In October and November last year, five individuals were arrested in the small city of Penza in southwest Russia. One of the men is under house arrest and the remainder are still in jail. Four more were arrested in St. Petersburg a few months later. Of that group, only Kapustin has been set free. All of the youth maintain their innocence and claim they were tortured while in detention.

Meanwhile, the St. Petersburg Public Oversight Commission, an independent body with permission to enter the city's prisons, issued a public report after visiting two of the men arrested in St. Petersburg, Viktor Filinkov and Igor Shishkin, and said there was credible evidence of torture. After visiting him in prison, Filinkov's lawyer, Vitaly Cherkov, posted on his Facebook page that he had never seen injuries like the ones sustained by Filinkov during his time in detention. Through their lawyers and family members, the activists describe being shocked with electric cattle prods, beaten and hung upside-down. Filinkov's wife, Alexandra, who asked that her surname be omitted for her safety, says her husband is innocent and that his rights are being violated.

"My husband held anti-fascist positions, he opposed any kind of oppression, went to meetings, supported trade unions and anti-fascist initiatives, advocated for free internet," Alexandra told Newsweek.

"He was arrested on January 27, 2018. He was in the special facility of the FSB until March, when he was suddenly transferred to the Gorelovo detention center. That prison is famous for its overcrowding, lawlessness and torture. At the same time, neither his lawyer nor I were informed about the transfer," Alexandra continued. The oversight commission's report also claimed that Filinkov had burns from electric shocks on his body and abrasions on his chin.

Ilya Kapustin appears in a photograph before he claims he was beaten and tortured by unidentified men. Supplied by Ilya Kapustin/Newsweek

The FSB claims the detainees are part of a terrorist network of anarchists with cells in St. Petersburg, Penza, Moscow and in neighboring Belarus, but no arrests have been reported in the latter two locations. They also say the group was planning to stage an uprising during the upcoming World Cup, which will be held in Russia in June and July. The FSB did not respond to Newsweek's questions about whether the allegations of torture would be investigated.

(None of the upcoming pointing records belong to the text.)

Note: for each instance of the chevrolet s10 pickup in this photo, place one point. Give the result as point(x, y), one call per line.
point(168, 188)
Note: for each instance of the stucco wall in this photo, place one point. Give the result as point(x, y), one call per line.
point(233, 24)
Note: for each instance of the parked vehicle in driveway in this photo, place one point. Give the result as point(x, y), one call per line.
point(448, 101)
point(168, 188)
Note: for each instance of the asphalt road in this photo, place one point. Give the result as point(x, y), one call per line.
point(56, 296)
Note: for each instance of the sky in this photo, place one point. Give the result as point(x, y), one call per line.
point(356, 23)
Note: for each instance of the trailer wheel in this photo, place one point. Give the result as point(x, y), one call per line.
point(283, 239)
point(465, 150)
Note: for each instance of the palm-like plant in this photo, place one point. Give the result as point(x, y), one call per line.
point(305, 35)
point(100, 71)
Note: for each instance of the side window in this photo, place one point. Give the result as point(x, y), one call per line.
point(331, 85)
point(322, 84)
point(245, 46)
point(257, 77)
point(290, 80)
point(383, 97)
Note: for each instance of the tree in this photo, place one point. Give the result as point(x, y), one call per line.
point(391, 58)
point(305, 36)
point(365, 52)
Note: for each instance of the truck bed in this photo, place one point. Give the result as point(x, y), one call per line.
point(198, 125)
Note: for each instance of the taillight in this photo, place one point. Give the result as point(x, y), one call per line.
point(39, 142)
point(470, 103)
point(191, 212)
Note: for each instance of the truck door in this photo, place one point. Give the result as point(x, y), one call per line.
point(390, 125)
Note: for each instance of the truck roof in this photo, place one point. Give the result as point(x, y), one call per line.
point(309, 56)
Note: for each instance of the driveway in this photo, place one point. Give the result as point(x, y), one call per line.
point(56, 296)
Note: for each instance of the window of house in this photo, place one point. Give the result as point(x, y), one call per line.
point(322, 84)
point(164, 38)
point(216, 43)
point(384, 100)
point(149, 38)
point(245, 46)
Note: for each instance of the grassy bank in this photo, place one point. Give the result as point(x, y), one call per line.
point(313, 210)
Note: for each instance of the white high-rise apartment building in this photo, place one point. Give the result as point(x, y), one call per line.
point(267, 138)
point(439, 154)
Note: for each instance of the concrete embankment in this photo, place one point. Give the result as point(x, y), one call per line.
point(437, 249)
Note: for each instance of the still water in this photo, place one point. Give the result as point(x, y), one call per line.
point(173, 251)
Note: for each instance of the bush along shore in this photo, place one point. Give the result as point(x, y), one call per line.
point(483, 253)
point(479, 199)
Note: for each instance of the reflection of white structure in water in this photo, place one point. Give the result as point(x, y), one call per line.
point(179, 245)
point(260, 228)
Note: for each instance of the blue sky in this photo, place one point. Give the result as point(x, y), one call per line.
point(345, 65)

Meanwhile, the St. Petersburg oversight committee and human rights groups are calling for an investigation. The oversight committee's report recommends that a full, transparent and comprehensive investigation be conducted into the alleged torture of Filinkov and Shishkin, and that their safety be guaranteed.

"In this particular case, our main message is that the allegations sound very weighty and should be investigated," said Human Rights Watch's Lokshina. "Torture allegations are very serious, and they should be looked into. And so far there is no investigation."